"Sir, this recruit does not know how to not p!$$ you off, sir."
10 March 2023
As the movie states it was "inspired" by a true story, meaning the characters use fictional names and many of the exact situations and dialog were invented, but as the filmmaker says, everything is accurately autobiographical to the substance of the story.

The main character is Jeremy Pope, a gay black actor, as Ellis French, a gay black man in New Jersey. The story starts in 2005 and the first 12 minutes of the movie shows us his life. He had been on his own since he was 16 and now, at 25 was homeless, spending nights in shelters, and riding the train by skipping over the gates. He looked around. Most of the other men were older and he decided he wanted to make a life for himself.

He and his mother, who had him at 16, were estranged, she did not approve of his being gay. As if she though he could control it and maybe he could decide to be straight. There is a short scene where he goes to her to get his birth certificate, he has decided to join the Marines.

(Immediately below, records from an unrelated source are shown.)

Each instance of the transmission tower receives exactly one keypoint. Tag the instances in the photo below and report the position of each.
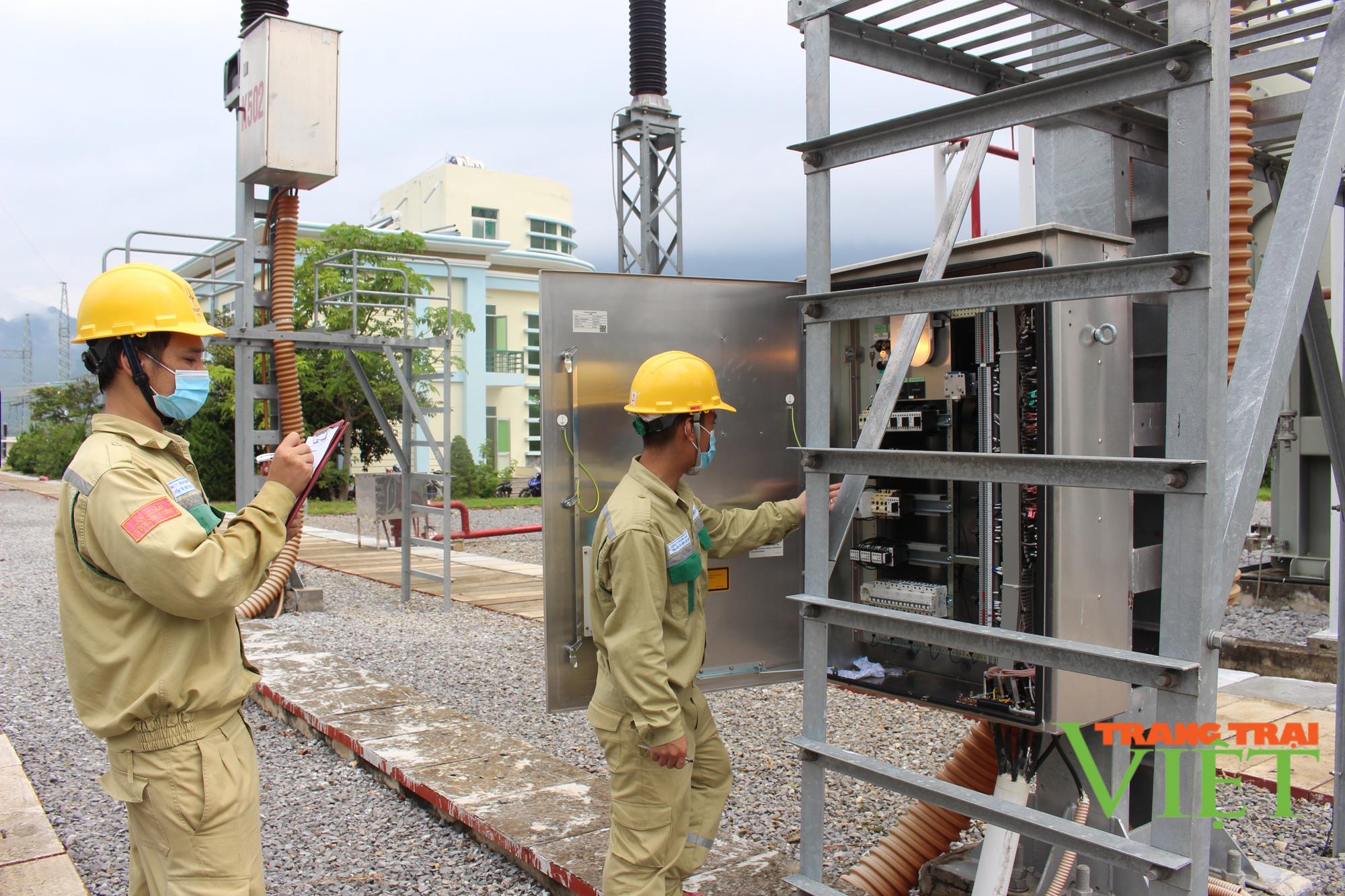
(28, 350)
(649, 155)
(64, 337)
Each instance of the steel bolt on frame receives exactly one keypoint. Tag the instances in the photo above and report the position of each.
(1187, 61)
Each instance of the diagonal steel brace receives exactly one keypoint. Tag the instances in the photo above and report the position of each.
(905, 346)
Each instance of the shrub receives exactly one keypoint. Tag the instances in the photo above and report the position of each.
(46, 450)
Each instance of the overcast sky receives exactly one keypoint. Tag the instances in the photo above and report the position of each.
(114, 122)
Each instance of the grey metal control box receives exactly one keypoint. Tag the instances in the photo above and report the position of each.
(289, 101)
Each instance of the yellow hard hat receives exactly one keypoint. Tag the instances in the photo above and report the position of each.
(137, 299)
(676, 382)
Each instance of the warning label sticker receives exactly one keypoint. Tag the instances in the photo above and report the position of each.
(590, 321)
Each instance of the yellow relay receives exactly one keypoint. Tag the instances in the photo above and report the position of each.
(149, 587)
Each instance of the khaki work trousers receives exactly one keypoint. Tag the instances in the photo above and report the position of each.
(194, 815)
(664, 819)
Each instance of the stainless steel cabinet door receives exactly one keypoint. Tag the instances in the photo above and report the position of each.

The rest of the movie is during boot camp, the difficult time French had, not so much with the training, more with the anti-gay sentiment he was confronted with.

This is not an easy movie to watch at times but it overall is an excellent story of coming-of-age and setting himself up for a better life. And of course in real life he has become a writer and the director of this movie.

At home on DVD from my public library, the DVD "making of" extra is worthwhile.